Suggestion regarding server update/PU/patches

Discussion in 'Player Support' started by Serafine, Dec 18, 2013.

  1. Serafine

    This is the current situation:

    - SOE applies a patch
    - all Servers crash (this isn't the first time right now but by far the worst)
    - SOE tries to find a solution while all servers are down
    => all people going "OMFG SERVERS DOWN! RAGE!"

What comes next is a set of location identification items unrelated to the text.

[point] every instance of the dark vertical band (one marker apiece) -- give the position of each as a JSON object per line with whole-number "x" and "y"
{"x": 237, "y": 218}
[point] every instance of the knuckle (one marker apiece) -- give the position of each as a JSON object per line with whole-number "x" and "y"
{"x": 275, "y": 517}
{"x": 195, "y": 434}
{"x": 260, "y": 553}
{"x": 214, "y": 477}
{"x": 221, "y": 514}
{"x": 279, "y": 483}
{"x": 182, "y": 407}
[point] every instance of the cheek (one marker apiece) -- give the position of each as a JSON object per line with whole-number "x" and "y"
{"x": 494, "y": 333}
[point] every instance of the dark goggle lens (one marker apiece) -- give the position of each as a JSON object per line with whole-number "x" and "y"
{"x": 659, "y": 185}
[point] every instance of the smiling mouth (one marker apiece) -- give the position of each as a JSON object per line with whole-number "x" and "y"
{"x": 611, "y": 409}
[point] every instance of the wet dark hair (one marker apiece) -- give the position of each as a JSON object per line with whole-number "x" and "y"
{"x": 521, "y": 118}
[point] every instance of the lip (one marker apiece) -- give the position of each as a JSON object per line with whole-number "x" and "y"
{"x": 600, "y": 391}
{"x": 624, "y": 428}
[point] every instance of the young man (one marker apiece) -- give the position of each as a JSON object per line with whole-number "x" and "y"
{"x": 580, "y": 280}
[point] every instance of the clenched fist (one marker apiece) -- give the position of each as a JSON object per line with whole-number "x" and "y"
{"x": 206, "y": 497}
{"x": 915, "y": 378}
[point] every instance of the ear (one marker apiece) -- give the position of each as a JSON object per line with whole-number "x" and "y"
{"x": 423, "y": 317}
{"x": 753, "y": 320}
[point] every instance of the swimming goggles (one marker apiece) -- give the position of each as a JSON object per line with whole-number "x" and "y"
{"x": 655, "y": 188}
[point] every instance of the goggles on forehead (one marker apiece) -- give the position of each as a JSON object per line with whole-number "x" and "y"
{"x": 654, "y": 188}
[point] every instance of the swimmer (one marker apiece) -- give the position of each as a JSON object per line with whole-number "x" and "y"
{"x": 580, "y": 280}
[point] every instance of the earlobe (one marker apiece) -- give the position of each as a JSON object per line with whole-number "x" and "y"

    Why not do it like that:

    - SOE applies patch to ONE live server (test balloon)
    - server dies
    - SOE tries to find solution while all other live servers are still running fine
    - fixed patch (or patch and fix) is applied to all live servers
    => working patch with minimal costumer inconvenience

    Is it really so hard? Why the hell is it necessary to bug/kill all servers simultaneously?
    • Up x 3
  2. MrQuadro

    after prime time.
    • Up x 1
  3. vsae

    That is how exactly they do. Except there is only US prime time that SOE knows of.
    • Up x 1
  4. PapaHoleNUrHead

    In all fairness to SOE, and as a systems administrator for the past 23 years, they are following best practices with their patching process, and still maintain a feasible administrative control . 1) Implement patch in a test environment first, 2) allow adequate time for testing on the test environment, 3) implement patch in production environment at a time that provides least impact to end-users. It is an administrative nightmare to have to do each server one at a time, due to the "resource cost vs. benefits gained" associated with it. Using an automated process to patch systems actually decreases the likelihood of problems being introduced into the environment. And honestly, it would take several more of these instances to justify moving from this process when you consider cost vs. gain.
  5. xdox

    Not to say that I agree with what is happening but bad things can happen during patching. And as Papa said, it is far better to automate the process than do one server at a time.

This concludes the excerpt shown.